While the language is used in the anti-abortion movement, it wasn’t deliberately used to trigger voters, he said.

“If there was anything in the language that would signal to certain people that they didn’t like it, It was required because of what the actual initiative petition said,” Ashcroft said.

Political fallout

The abortion case became an issue in the Republican primary for governor this week when the American Dream PAC, a fund supporting Lt. Gov. Mike Kehoe, used Ashcroft’s words after the Western District hearing to attack him as a “quitter.”

A successful signature campaign would likely put an abortion initiative on the November 2024 ballot. Ashcroft hopes to be on that ballot as the GOP nominee for governor, as does Kehoe and state Sen. Bill Eigel of Weldon Spring.

Outside the courthouse, Ashcroft was pressed about his ability to enforce abortion rights if he becomes governor.

“Anytime a statewide official is sworn in, we swear an oath to uphold the Constitution of the United States and of the state of Missouri,” Ashcroft replied. “If I cannot do that, then I would have to leave my position. I cannot swear an oath and then refuse to do what I’d said I would do.”

For the PAC ad, that became Ashcroft saying he would quit if the measure passes.

“If somebody believes they are a quitter, we should believe them,” the ad states.

In response, Ashcroft said the question he was asked was a hypothetical. It requires several uncertain things to happen, including Ashcroft winning the primary and a successful signature campaign. And he would have to conclude he was unable, in good conscience, do what the law required.

“It is improper for someone to take the people’s money and not do the job that they’re getting paid to do,” Ashcroft said.

St. Louis case

Circuit Judge Jason Sengheiser asks questions during a hearing Thursday on a state motion for judgment on the pleadings in a case brought by the clergy to challenge Missouri’s abortion ban at the Carnahan Courthouse, in St. Louis.

During Thursday’s arguments in St. Louis over whether Missouri’s abortion ban violates religious rights, the key questions were whether the statutes promote a particular religious doctrine and whether the statements of lawmakers, tying their votes for the ban to their beliefs, matters in court.

The case filed in January initially sought to enjoin local prosecutors from enforcing criminal sanctions for abortion as well as overturn the law as a religious rights violation. Through a series of ruling, Sengheiser has whittled the case down to the religious challenge and arguments Thursday were for a ruling on the case filings.

The plaintiffs are religious leaders from Christian, Jewish and Unitarian congregations.

The law being challenged is neutral, with no religious group singled out for disparate treatment, Assistant Attorney General Maria Ann Lanahan argued Thursday.

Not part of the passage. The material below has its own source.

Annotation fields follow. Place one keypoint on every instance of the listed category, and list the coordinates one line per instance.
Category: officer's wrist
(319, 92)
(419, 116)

And the comments of legislators during debate are generally not accepted as evidence of intent, she noted.

“The bills passed by far more than the number of legislators that were making the complained-of comments,” Lanahan said. “And the comments don’t show the legislators wanting to impose their religion on others, only that the legislation was in harmony with those legislators’ religions.”

“The context shows that the purpose (of bills passed in 2017 and 2019) was undeniably religious,” argued Kalli Joslin of Americans United for Separation of Church and State. “But the state respondents say ‘ignore context’ and look only to the laws’ texts and stated goals to see if it advances any plausible secular purpose.”

At the end of the hearing that lasted a little over one hour, the judge told attorneys they would get the answer in early January.